クロスアンジュ 天使と竜の輪舞 「世界を壊して、私は生きる」

「マナ」と呼ばれる画期的な情報技術の発展により、戦争や環境などの諸問題がなくなり、世界に安寧の日々が訪れた。

しかし、それはマナの恩恵を得られる人間のみにとって都合の良い偽りの平穏であり、マナをあつかえない者たちは「ノーマ」という蔑称で反社会的人物として虐げられ、「ノーマ管理法」と呼ばれる法律に基づき、社会から隔離されるという非人道的なあつかいを受けていた。それは生まれたばかりの赤子ですらも例外として認められず、マナをあつかえる者たちはそのことに何の疑問も抱かず、むしろ当然のように考えていた。

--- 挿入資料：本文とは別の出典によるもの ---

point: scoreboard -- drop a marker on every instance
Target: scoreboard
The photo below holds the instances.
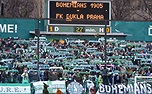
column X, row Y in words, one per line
column 67, row 12
column 79, row 16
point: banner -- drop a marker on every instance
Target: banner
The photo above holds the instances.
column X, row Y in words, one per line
column 15, row 89
column 141, row 88
column 52, row 86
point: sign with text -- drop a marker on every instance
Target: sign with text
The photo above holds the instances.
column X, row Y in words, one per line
column 79, row 12
column 15, row 89
column 78, row 29
column 53, row 85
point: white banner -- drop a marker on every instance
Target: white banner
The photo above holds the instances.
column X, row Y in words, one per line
column 53, row 85
column 15, row 89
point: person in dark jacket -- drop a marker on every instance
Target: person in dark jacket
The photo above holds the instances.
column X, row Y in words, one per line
column 105, row 75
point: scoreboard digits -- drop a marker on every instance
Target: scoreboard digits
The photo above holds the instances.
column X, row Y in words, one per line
column 79, row 12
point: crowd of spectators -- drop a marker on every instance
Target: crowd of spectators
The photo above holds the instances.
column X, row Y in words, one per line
column 19, row 60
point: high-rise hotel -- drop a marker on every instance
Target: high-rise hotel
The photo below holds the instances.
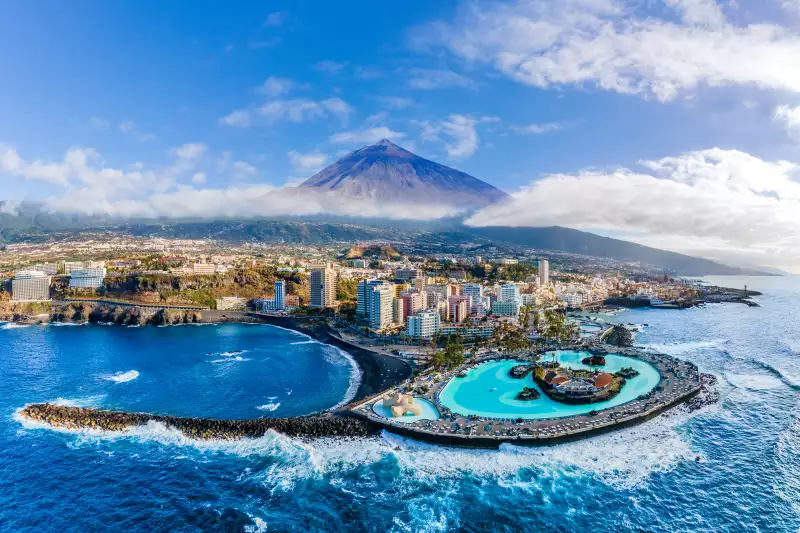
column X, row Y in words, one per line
column 323, row 287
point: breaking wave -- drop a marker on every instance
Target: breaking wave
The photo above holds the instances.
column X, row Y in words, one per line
column 122, row 377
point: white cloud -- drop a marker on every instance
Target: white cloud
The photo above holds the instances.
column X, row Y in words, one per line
column 98, row 123
column 538, row 128
column 237, row 119
column 276, row 18
column 190, row 150
column 12, row 163
column 330, row 67
column 458, row 133
column 396, row 102
column 366, row 136
column 616, row 45
column 789, row 117
column 718, row 203
column 310, row 163
column 428, row 79
column 291, row 110
column 242, row 169
column 275, row 86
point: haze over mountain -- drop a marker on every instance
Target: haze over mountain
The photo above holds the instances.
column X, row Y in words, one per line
column 387, row 172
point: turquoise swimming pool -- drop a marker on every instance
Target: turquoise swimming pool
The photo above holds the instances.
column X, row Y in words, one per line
column 488, row 391
column 429, row 411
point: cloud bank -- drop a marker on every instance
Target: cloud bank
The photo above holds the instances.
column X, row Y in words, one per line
column 619, row 45
column 723, row 204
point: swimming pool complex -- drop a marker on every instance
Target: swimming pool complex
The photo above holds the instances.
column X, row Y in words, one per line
column 429, row 412
column 487, row 390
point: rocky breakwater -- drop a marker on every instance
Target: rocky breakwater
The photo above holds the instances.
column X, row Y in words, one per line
column 617, row 336
column 128, row 316
column 330, row 425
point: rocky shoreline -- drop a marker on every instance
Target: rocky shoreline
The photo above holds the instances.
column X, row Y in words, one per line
column 331, row 425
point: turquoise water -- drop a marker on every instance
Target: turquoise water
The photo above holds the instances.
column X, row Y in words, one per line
column 642, row 479
column 488, row 390
column 429, row 412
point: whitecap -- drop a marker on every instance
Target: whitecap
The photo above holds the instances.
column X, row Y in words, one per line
column 122, row 377
column 12, row 325
column 229, row 359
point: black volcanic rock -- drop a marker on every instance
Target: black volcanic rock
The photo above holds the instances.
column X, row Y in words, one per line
column 385, row 171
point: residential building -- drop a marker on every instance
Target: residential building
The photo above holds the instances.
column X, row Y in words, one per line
column 398, row 316
column 204, row 269
column 30, row 285
column 469, row 331
column 51, row 269
column 475, row 292
column 423, row 325
column 323, row 287
column 505, row 308
column 509, row 293
column 457, row 308
column 87, row 278
column 231, row 303
column 364, row 295
column 280, row 295
column 413, row 302
column 544, row 272
column 406, row 274
column 381, row 314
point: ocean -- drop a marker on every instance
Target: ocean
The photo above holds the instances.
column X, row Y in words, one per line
column 731, row 467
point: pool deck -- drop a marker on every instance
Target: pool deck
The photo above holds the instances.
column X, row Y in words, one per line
column 680, row 381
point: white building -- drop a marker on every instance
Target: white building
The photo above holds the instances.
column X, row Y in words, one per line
column 364, row 295
column 509, row 293
column 423, row 325
column 505, row 308
column 323, row 287
column 231, row 303
column 381, row 314
column 406, row 274
column 475, row 292
column 544, row 272
column 469, row 331
column 30, row 285
column 280, row 295
column 87, row 278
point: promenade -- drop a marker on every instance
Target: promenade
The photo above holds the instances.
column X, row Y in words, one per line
column 680, row 380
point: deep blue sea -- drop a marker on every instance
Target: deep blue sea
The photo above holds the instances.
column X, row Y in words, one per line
column 734, row 466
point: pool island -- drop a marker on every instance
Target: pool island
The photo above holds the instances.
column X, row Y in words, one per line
column 501, row 398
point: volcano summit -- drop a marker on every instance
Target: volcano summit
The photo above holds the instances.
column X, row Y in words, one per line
column 387, row 172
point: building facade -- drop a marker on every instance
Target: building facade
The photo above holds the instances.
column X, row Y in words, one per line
column 423, row 325
column 323, row 287
column 544, row 272
column 87, row 278
column 31, row 285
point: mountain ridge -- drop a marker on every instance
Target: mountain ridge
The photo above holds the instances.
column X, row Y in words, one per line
column 387, row 172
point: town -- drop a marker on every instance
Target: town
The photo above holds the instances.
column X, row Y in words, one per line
column 378, row 295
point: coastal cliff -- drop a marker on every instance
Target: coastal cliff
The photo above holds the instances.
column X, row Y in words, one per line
column 79, row 312
column 199, row 428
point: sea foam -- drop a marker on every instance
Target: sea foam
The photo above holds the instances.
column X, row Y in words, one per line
column 122, row 377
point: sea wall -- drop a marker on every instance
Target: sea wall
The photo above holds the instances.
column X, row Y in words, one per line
column 200, row 428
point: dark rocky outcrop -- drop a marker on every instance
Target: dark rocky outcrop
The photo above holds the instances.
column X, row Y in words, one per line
column 708, row 393
column 618, row 336
column 200, row 428
column 520, row 371
column 528, row 393
column 594, row 360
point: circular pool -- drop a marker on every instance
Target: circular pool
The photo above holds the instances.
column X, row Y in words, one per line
column 487, row 390
column 429, row 411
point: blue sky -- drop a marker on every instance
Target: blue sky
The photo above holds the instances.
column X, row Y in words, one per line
column 107, row 105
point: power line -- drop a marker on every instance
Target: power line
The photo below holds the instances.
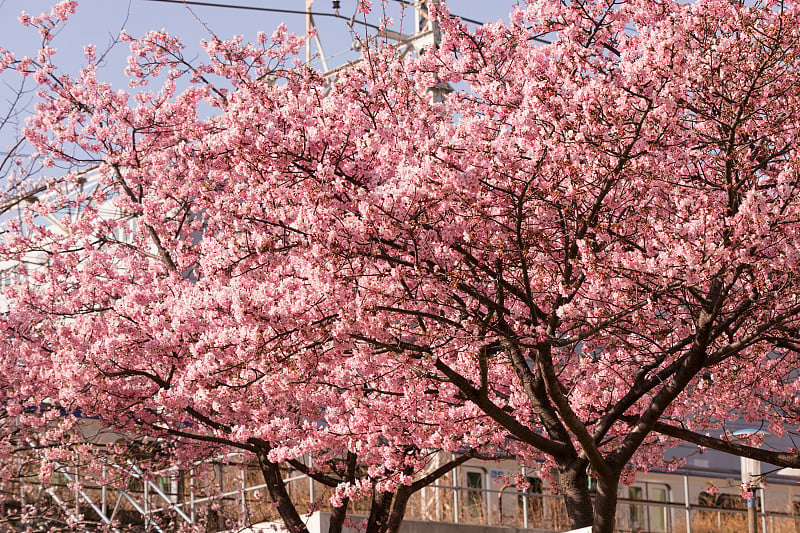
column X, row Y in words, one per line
column 268, row 10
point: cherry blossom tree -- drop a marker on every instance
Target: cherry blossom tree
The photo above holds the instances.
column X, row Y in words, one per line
column 586, row 251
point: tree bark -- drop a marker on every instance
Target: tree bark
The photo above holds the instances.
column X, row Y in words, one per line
column 398, row 510
column 573, row 483
column 279, row 496
column 338, row 514
column 379, row 512
column 605, row 506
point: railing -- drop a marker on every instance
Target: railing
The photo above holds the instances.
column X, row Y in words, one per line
column 228, row 493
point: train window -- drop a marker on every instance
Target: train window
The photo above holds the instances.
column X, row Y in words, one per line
column 658, row 515
column 534, row 500
column 475, row 490
column 636, row 512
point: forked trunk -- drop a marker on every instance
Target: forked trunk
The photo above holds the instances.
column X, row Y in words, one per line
column 605, row 506
column 573, row 483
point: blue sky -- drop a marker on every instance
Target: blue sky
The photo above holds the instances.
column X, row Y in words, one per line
column 97, row 21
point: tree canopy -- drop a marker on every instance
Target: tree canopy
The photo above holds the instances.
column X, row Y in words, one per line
column 588, row 249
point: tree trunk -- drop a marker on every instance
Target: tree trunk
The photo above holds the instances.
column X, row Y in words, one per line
column 379, row 512
column 277, row 492
column 338, row 514
column 573, row 483
column 605, row 506
column 398, row 510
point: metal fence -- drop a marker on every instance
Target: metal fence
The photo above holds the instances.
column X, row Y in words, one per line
column 228, row 492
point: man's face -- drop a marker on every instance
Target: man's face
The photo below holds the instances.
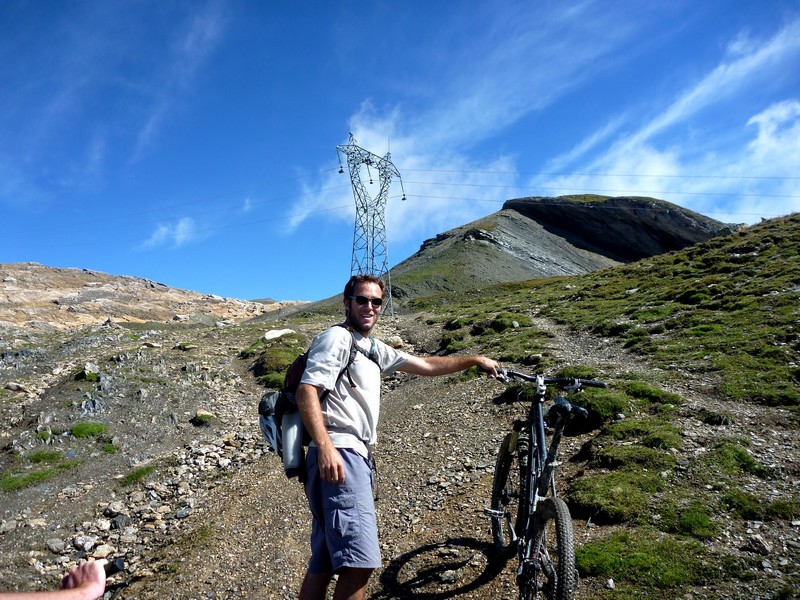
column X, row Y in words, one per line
column 364, row 316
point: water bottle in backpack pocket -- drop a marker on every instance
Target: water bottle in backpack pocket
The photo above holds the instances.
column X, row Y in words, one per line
column 283, row 430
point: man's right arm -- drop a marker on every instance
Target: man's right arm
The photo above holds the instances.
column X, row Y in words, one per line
column 331, row 467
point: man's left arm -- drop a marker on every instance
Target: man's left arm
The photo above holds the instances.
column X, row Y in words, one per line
column 430, row 366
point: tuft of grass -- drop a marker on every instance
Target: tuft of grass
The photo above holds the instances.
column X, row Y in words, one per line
column 88, row 429
column 644, row 391
column 729, row 459
column 273, row 357
column 46, row 456
column 687, row 516
column 12, row 481
column 616, row 497
column 651, row 432
column 646, row 560
column 752, row 507
column 634, row 456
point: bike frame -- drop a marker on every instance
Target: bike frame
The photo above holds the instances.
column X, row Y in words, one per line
column 542, row 461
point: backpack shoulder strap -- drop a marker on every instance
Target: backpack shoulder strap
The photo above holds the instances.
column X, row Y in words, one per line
column 356, row 349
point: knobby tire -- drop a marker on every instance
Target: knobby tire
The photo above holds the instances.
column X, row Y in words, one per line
column 553, row 547
column 507, row 495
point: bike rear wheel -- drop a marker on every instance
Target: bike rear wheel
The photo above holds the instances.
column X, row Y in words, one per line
column 553, row 553
column 508, row 495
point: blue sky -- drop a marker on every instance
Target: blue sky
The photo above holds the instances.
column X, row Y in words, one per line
column 194, row 143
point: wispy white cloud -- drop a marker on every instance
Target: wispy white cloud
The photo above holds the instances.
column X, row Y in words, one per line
column 173, row 235
column 747, row 174
column 188, row 51
column 521, row 68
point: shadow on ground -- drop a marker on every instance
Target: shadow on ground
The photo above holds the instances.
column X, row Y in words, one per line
column 443, row 570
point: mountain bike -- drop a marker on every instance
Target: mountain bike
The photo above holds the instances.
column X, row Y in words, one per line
column 527, row 515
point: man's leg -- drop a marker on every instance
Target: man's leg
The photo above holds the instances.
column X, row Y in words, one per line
column 315, row 586
column 352, row 584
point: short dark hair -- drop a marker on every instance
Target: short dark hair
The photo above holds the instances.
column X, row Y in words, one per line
column 363, row 278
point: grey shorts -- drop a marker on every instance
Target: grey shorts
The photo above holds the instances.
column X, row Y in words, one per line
column 344, row 528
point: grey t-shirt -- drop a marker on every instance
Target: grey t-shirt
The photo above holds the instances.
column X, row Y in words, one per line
column 350, row 412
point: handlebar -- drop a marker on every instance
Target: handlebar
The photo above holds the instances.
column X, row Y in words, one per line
column 569, row 383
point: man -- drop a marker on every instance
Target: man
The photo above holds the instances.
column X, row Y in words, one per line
column 344, row 536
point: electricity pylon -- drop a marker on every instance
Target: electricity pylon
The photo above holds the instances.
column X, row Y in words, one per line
column 370, row 250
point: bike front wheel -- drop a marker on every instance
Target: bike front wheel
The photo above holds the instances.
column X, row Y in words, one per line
column 509, row 499
column 552, row 553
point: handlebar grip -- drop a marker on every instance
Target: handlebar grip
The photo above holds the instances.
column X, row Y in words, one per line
column 580, row 411
column 114, row 566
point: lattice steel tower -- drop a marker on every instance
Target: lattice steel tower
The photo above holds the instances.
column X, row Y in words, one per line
column 370, row 250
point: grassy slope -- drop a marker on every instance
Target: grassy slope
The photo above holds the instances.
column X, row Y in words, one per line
column 729, row 309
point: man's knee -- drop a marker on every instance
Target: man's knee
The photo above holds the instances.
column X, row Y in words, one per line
column 355, row 574
column 315, row 586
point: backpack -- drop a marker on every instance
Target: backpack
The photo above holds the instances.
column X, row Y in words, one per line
column 274, row 405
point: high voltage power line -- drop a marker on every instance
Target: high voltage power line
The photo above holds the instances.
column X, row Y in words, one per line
column 525, row 189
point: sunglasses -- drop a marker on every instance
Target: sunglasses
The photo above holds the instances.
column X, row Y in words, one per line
column 376, row 302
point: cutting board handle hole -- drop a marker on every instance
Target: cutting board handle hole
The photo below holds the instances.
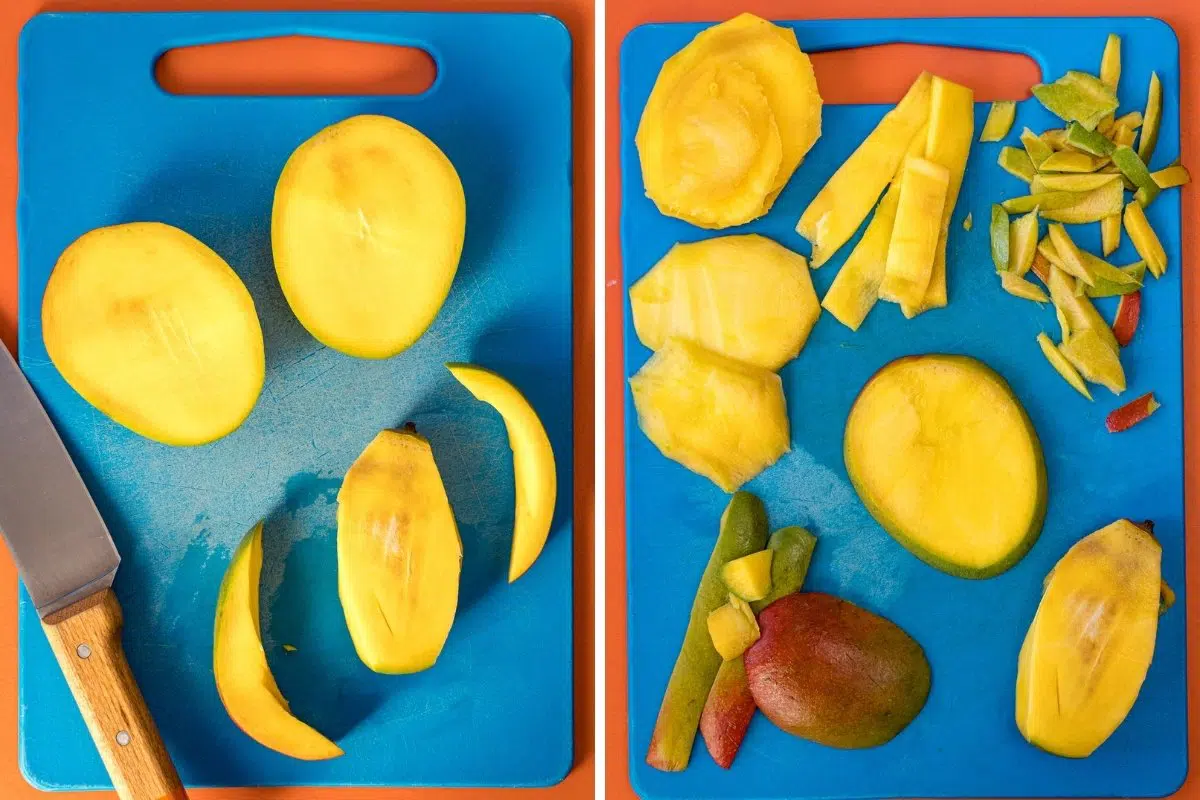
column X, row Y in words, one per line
column 297, row 66
column 882, row 73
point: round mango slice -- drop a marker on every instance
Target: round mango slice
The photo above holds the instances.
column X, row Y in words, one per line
column 367, row 229
column 155, row 330
column 729, row 120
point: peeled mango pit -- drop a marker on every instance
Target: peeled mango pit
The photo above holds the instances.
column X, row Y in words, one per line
column 1087, row 651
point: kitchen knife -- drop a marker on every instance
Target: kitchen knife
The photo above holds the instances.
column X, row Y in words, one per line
column 67, row 561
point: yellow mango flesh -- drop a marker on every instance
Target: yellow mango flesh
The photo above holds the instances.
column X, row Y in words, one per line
column 749, row 577
column 729, row 120
column 399, row 554
column 743, row 296
column 843, row 203
column 156, row 331
column 719, row 417
column 911, row 252
column 732, row 629
column 948, row 143
column 533, row 462
column 946, row 459
column 366, row 232
column 1086, row 654
column 244, row 679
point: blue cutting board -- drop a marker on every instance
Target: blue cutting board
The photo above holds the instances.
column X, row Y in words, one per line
column 102, row 144
column 965, row 741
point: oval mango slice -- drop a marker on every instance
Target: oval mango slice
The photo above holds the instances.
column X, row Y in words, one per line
column 399, row 554
column 155, row 330
column 366, row 230
column 729, row 120
column 245, row 684
column 946, row 459
column 533, row 462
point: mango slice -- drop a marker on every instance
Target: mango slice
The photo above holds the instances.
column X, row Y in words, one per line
column 1078, row 96
column 1000, row 120
column 366, row 230
column 729, row 120
column 948, row 144
column 1091, row 642
column 743, row 530
column 399, row 554
column 1153, row 119
column 1145, row 240
column 732, row 627
column 719, row 417
column 1062, row 366
column 843, row 203
column 837, row 674
column 244, row 679
column 915, row 234
column 156, row 331
column 946, row 459
column 749, row 577
column 743, row 296
column 533, row 462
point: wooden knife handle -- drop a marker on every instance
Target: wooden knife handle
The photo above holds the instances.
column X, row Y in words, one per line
column 87, row 639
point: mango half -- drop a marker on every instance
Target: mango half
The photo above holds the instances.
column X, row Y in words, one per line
column 533, row 462
column 946, row 459
column 366, row 232
column 399, row 554
column 729, row 120
column 244, row 679
column 155, row 330
column 1087, row 651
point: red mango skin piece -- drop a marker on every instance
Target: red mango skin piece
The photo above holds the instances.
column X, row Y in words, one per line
column 727, row 713
column 1132, row 413
column 1128, row 314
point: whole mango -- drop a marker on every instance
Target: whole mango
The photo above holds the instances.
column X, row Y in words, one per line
column 833, row 673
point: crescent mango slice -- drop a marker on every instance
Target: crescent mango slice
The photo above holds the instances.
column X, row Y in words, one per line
column 366, row 230
column 533, row 462
column 244, row 679
column 155, row 330
column 729, row 120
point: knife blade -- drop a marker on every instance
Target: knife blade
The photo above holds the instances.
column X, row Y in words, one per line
column 53, row 528
column 67, row 560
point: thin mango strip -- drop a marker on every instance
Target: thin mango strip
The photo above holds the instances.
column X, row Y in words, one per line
column 843, row 203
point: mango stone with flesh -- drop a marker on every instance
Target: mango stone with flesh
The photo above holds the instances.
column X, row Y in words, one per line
column 156, row 331
column 366, row 232
column 743, row 296
column 533, row 462
column 244, row 679
column 833, row 673
column 399, row 554
column 946, row 459
column 729, row 120
column 723, row 419
column 1091, row 642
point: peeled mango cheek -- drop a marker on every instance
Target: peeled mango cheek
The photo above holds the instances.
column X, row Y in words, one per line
column 1087, row 651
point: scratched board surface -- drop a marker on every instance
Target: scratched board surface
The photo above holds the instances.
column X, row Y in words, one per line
column 102, row 144
column 965, row 743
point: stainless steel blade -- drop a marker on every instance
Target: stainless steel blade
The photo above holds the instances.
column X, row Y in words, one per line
column 57, row 536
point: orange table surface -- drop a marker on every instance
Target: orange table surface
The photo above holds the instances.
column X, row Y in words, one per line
column 625, row 14
column 579, row 17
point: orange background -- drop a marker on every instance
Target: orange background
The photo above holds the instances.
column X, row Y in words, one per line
column 625, row 14
column 579, row 17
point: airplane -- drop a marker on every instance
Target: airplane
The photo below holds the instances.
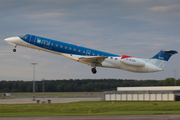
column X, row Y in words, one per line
column 91, row 57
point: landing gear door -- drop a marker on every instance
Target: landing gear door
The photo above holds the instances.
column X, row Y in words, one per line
column 32, row 39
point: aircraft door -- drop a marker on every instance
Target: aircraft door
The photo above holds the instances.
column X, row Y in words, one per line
column 32, row 39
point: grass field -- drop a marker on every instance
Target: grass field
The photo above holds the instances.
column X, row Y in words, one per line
column 90, row 108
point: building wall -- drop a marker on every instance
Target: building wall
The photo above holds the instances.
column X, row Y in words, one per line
column 139, row 97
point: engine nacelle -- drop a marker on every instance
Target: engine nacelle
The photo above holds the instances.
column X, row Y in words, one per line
column 129, row 60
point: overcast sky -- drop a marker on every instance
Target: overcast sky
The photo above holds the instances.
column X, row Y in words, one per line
column 139, row 28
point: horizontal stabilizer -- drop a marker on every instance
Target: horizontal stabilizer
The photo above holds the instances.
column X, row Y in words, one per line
column 164, row 55
column 96, row 60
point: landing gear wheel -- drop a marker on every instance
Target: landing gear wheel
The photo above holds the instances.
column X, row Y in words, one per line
column 14, row 50
column 94, row 71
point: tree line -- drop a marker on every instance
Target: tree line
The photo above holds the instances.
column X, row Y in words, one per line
column 84, row 85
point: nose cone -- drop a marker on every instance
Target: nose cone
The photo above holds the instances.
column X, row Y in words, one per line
column 7, row 39
column 14, row 40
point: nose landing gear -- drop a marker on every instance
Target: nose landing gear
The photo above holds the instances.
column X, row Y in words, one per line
column 94, row 71
column 14, row 50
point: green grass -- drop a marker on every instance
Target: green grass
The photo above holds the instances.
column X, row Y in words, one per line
column 96, row 107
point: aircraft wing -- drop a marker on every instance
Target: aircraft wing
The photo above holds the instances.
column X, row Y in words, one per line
column 96, row 60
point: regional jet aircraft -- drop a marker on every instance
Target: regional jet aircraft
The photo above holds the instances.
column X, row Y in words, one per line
column 91, row 57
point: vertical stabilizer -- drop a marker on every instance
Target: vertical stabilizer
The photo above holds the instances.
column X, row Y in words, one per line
column 162, row 57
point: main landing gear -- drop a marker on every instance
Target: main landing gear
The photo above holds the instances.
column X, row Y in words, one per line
column 14, row 50
column 94, row 71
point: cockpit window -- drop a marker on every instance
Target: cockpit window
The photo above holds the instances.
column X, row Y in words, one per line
column 24, row 36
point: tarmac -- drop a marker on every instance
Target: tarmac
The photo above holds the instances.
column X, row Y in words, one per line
column 53, row 100
column 67, row 100
column 109, row 117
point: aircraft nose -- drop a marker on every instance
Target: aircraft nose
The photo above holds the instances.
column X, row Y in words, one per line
column 7, row 39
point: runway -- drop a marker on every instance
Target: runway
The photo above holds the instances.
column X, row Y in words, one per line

大国「ミスルギ皇国」の第一皇女で、民衆から絶大な支持を受け何不自由の無い人生を約束されていたアンジュリーゼ・斑鳩・ミスルギもまた、ノーマ根絶を理想とする歪んだ思想に染まっていた人間の1人であったが、16歳を迎えて洗礼の儀が執り行われた際、兄・ジュリオによって自身がそれまで人間と認めようとしなかったノーマである事実を暴露される。まったく知らなかった事実を受け入れられず、困惑するアンジュリーゼに対し、皇国の人々はあっけなく掌を返す形で彼女を憎むべき敵としてあつかい、その混乱の最中でアンジュリーゼを兵士の銃弾から庇った母・ソフィアは命を落とし、父・ジュライは皇帝の座を簒奪される。